The video’s second act traces the presence and impact of Warhol superstar Edie Sedgwick, who has served as a font of glamor and desire for New York’s downtown milieu since her untimely death. Citing Sedgwick and Warhol as mythic inspirations which first informed his understanding of New York as a highly referential, densely embodied environment, Wilcox was shocked to learn that a close friend of his was living in the same apartment where Sedgwick herself once resided. Recalling an iconic image of Sedgwick in Vogue from1965, where she balances on an ottoman in front of a large drawing of a horse she had sketched directly on her wall, Wilcox began investigating this now-hidden trace of Sedgwick’s brief and incandescent existence. In a sleight-of-hand typical of his cunning filmography, the artist’s attempt to physically unearth this painted-overdrawing leads instead to new facets of Sedgwick’s biography — and explorations of her artistic agency — previously ignored in popular remembrances of her.
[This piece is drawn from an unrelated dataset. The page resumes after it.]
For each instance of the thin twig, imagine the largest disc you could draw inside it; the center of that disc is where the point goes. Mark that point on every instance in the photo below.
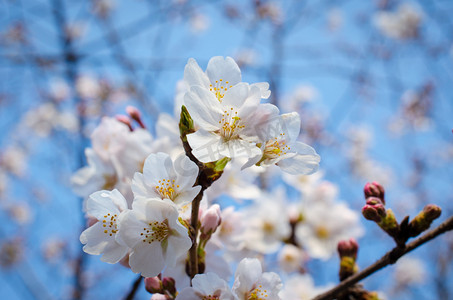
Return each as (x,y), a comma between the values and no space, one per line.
(389,258)
(134,288)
Wilcox’s most direct and evanescent exploration of mark-making comes in the final act of Trace of Life and concerns the boardwalks and footpaths which weave through Fire Island. A haven of the queer community for many decades, and a space of prelapsarian hedonism in the popular imagination prior to the AIDS epidemic, Fire Island still retains the same infrastructure of its heyday in the form of slatted wooden walkways as the primary means of travel. Focusing his camera on these boards, Wilcox breathes imaginative life into the footprints which once touched them, attempting to envision a marker of human presence that, if it was ever visible to begin with, has long since faded over the course of a distant afternoon. In exploring these intangible traces, Wilcox ponders the relationship between visibility and truth, playfully upending the role of the artist as a creator of tangible objects, and imbuing through his vision a sense of life steeped in and informed by the past, where the presence of those who came before exudes in the memory of their footfalls.
T. J. Wilcox was born in 1965 in Seattle and currently lives in New York. He attended the School of Visual Arts in New York (BFA 1989) and Art Center College of Design in Pasadena, Calif. (MFA 1995). Wilcox’s photographs and films are made from a combination of digital video and 16-mm footage, directed and shot by the artist and carefully researched archival footage. He directs live action sequences and produces traditional stop-action and digital animation. This variety of moving image mediums weaves together in his collage-like work, resulting in narrative films of visual and textual complexity. One-person exhibitions include the Whitney Museum, New York, the Stedelijk Museum, Amsterdam; Museum Ludwig, Cologne; Kunstverein Munich; UC Berkeley Art Museum; Kunsthaus Glarus, Switzerland and the Institute of Contemporary Art, London. His films have been screened at the Museum of Modern Art, New York, and the Tate Modern, London.